Twin Pratt & Whitney Canada PW150C turboprop engines driving 6-bladed propellers provide the STOL performance with takeoff runs of less than 3000 ft. The aircraft is designed to carry as much as 20000 lb for a 3200 nmi range carrying beneath its 1315 sqft of high-mounted wings.

American Utilicraft, the predecessor of Utilicraft Aerospace Industries, patented the design for the FF-1080 in 1991. Prototype engineering began in 2000 at Aircraft Design Services Incorporated in San Antonio, Texas. A company called Micro Craft was chosen to build the prototype, with plans to build subassemblies at a factory in Huntsville, Alabama, and to assemble the prototype at Gwinnett Airport in Atlanta.

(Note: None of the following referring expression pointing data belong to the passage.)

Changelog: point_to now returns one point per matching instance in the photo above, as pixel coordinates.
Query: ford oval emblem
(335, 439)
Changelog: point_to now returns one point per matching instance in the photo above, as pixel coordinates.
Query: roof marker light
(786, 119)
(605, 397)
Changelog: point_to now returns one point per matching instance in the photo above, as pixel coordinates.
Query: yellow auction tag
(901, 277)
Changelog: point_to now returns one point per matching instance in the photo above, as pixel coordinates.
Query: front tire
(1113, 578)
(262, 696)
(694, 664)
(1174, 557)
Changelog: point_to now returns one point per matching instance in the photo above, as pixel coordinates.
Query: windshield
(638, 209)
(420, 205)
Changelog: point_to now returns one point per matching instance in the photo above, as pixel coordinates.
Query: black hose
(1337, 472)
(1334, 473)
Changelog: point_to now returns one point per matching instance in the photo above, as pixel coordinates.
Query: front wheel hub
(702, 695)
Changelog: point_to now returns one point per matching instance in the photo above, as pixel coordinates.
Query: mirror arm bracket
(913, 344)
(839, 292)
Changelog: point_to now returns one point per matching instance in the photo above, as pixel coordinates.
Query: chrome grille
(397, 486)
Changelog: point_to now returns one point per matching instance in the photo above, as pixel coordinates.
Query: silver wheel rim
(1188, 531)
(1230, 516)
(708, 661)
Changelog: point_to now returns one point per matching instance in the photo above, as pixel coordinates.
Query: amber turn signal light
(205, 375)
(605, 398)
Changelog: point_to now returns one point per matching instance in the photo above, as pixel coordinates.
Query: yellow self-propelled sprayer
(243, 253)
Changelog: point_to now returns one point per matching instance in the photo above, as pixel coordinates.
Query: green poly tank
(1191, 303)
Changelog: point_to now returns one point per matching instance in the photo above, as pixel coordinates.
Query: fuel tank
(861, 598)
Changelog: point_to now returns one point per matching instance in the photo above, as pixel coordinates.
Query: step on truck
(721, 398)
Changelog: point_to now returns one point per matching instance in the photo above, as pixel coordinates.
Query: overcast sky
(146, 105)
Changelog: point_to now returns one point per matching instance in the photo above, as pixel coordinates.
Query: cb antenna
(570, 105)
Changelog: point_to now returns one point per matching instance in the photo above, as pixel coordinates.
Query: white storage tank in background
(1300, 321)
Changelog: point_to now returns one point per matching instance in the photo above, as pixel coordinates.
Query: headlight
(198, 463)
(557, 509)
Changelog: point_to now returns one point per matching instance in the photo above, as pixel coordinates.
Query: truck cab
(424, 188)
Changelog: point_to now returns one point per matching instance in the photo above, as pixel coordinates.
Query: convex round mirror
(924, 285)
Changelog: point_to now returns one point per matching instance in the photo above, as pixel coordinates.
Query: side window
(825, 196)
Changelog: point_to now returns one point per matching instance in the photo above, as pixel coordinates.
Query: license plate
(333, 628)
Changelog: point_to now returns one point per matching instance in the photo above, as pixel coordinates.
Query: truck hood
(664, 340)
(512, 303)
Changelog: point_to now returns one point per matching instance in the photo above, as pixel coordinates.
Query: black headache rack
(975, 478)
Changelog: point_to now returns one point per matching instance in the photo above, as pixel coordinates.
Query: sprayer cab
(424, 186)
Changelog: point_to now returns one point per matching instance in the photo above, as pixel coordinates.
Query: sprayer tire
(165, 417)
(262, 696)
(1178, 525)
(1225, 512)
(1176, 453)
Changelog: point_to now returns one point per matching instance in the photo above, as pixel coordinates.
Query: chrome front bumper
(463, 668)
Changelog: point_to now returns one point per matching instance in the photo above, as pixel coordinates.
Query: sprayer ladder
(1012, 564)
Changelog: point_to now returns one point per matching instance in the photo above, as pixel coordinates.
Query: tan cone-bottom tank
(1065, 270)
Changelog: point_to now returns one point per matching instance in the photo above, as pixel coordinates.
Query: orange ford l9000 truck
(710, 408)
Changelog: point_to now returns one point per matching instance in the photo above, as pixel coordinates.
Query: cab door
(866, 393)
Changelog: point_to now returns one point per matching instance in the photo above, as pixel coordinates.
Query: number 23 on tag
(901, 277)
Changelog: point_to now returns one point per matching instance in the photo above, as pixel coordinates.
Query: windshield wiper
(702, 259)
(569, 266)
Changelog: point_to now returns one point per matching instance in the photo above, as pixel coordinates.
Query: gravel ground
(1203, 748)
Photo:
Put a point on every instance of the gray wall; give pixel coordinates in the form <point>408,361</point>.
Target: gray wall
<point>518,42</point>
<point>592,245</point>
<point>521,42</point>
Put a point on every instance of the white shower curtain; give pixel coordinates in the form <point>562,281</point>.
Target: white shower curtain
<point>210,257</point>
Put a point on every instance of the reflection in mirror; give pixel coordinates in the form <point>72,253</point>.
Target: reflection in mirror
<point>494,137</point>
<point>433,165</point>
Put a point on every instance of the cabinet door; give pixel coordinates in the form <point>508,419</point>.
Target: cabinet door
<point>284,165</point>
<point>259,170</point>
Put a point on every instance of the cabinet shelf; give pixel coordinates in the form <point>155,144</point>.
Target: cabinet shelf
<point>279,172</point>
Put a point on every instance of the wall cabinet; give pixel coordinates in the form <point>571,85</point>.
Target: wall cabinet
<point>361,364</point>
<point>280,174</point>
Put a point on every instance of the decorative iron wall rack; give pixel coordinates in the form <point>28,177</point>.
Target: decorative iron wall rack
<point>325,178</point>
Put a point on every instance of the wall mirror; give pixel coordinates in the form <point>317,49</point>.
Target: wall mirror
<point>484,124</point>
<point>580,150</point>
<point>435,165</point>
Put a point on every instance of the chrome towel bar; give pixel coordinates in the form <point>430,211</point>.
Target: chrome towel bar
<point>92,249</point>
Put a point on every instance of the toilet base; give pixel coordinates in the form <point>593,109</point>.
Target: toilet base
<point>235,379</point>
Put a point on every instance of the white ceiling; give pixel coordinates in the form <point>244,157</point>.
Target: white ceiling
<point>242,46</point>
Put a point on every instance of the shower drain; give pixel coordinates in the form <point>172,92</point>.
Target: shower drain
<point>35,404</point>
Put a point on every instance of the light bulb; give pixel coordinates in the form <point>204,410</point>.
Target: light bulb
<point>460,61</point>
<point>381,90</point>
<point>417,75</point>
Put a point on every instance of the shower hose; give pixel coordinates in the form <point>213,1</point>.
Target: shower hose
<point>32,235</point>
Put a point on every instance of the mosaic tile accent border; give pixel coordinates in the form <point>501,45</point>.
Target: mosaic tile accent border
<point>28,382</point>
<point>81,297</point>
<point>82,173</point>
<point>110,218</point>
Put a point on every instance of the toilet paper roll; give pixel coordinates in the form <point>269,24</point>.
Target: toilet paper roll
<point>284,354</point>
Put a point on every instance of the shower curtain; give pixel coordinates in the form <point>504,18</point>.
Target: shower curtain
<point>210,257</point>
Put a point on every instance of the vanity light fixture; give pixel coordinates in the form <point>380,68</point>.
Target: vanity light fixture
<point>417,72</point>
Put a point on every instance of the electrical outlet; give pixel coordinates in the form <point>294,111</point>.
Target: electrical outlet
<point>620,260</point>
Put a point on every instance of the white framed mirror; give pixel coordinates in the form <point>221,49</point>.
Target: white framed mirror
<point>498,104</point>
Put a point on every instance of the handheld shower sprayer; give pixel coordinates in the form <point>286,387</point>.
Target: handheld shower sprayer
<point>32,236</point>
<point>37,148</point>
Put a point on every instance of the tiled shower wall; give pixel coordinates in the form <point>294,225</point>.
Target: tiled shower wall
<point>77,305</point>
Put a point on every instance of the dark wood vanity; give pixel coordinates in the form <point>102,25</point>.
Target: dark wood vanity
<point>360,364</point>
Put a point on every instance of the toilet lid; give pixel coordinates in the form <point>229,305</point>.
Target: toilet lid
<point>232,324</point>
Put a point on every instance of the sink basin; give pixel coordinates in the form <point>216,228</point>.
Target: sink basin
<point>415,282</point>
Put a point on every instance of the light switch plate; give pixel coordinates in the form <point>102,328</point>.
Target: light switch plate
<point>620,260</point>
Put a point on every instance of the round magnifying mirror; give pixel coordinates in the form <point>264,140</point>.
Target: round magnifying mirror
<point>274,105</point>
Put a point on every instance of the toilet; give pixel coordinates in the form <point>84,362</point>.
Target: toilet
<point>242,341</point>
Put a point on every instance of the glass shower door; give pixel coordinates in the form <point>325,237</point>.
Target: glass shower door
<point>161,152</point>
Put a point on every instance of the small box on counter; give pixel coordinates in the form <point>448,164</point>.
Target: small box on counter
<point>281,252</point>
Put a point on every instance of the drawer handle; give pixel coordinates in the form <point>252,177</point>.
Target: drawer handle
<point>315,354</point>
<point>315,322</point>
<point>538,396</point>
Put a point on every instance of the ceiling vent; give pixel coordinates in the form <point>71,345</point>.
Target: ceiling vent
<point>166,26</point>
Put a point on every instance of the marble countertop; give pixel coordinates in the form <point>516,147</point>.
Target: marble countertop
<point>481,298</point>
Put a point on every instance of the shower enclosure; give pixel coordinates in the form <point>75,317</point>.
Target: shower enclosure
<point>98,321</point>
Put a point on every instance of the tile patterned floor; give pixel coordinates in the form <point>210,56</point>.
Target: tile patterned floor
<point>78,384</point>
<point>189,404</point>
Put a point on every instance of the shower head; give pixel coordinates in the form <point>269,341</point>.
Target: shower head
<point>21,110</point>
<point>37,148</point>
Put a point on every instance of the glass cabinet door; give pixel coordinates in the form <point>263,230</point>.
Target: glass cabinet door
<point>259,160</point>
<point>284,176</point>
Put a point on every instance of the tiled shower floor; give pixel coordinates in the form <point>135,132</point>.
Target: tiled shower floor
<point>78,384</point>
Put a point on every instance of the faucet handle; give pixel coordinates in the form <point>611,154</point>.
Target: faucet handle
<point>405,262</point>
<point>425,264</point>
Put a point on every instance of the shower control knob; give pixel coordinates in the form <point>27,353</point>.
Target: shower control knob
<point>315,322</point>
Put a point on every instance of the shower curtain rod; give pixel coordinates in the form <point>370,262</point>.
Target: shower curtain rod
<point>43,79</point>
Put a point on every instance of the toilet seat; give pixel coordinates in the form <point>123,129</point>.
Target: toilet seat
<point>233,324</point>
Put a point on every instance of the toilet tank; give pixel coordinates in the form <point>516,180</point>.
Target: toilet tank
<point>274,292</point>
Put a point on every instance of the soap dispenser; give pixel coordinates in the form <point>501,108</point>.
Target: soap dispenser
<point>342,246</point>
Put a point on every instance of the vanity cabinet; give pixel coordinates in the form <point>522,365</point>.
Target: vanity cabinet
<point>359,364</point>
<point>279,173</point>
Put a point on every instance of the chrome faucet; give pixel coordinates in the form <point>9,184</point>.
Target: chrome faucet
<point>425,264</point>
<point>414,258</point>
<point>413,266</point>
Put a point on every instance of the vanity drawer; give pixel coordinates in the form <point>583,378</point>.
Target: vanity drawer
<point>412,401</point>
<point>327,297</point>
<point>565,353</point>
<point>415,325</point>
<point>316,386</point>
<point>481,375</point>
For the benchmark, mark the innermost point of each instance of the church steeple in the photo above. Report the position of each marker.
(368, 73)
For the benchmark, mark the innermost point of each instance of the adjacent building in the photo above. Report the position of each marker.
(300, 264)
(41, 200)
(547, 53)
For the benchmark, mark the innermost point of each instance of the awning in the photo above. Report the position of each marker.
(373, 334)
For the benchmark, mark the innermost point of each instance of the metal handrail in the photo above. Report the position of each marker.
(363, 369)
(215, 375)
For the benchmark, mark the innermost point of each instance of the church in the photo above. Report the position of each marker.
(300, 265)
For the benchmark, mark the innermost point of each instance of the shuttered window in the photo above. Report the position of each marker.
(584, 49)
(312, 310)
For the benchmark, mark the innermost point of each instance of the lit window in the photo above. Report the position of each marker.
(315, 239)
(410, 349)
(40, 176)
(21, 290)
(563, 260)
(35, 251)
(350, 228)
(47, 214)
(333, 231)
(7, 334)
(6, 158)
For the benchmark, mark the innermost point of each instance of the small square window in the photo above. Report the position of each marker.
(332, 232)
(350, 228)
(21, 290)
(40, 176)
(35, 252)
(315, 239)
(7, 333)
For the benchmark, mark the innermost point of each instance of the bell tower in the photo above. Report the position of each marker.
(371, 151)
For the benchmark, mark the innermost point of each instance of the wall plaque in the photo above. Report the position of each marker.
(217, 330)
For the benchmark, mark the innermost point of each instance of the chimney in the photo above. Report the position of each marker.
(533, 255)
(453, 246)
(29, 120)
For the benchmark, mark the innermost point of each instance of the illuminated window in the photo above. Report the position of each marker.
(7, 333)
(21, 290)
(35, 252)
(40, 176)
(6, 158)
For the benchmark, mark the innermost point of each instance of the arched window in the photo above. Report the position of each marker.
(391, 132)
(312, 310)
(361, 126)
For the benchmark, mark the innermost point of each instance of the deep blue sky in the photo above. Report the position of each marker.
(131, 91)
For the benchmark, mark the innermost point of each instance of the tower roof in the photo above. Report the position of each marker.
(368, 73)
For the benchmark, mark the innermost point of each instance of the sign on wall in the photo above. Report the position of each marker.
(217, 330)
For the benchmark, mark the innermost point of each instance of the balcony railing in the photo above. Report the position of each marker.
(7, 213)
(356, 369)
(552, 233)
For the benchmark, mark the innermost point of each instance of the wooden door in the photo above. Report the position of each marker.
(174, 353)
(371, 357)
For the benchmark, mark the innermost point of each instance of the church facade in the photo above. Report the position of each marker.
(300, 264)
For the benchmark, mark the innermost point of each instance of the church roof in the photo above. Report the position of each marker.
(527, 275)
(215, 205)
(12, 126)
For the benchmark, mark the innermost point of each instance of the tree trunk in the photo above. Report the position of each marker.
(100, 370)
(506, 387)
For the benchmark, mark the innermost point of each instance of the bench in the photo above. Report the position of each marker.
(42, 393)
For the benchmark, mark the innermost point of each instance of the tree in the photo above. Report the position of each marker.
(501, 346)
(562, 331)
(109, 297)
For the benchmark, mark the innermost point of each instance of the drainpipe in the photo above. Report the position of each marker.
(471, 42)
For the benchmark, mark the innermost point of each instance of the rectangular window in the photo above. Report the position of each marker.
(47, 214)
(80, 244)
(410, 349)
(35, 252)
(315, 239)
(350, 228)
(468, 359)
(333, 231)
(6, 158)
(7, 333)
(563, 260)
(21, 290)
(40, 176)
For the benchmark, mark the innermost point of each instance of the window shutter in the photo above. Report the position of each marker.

American Utilicraft entered a memorandum of understanding with the San Juan Pueblo (now known as Ohkay Owingeh) to build a production aircraft assembly plant in northern New Mexico. The pueblo is the owner of Ohkay Owingeh Airport. State officials encouraged the companies and the pueblo to seek state loans to begin production of the aircraft.

==Variants==
- FF-1080 Freight Feeder
  base-line freighter, planned and designed from the early 1990s; not built.
- FF-1080-100
  short fuselage version for 4 LD3 containers, powered by 2 Pratt & Whitney Canada PW121 turboprop engines; not built.
- FF-1080-200
  initial standard version, 2 Pratt & Whitney Canada PW122, 6 LD3 containers; not built.
- FF-1080-300ER
  base-line version from December 2004, carrying up to 10 LD3 or 5 A-1 containers; not built.
- FF-1080-500
  enlarged version, re-designated FF5000; not built.
- FF4000
  proposed shrink for 4 M-1 containers / 11340 kg payload; not built.
- FF5000
  standard version from 2008, 6 M-1 containers, renamed FF5000; not built.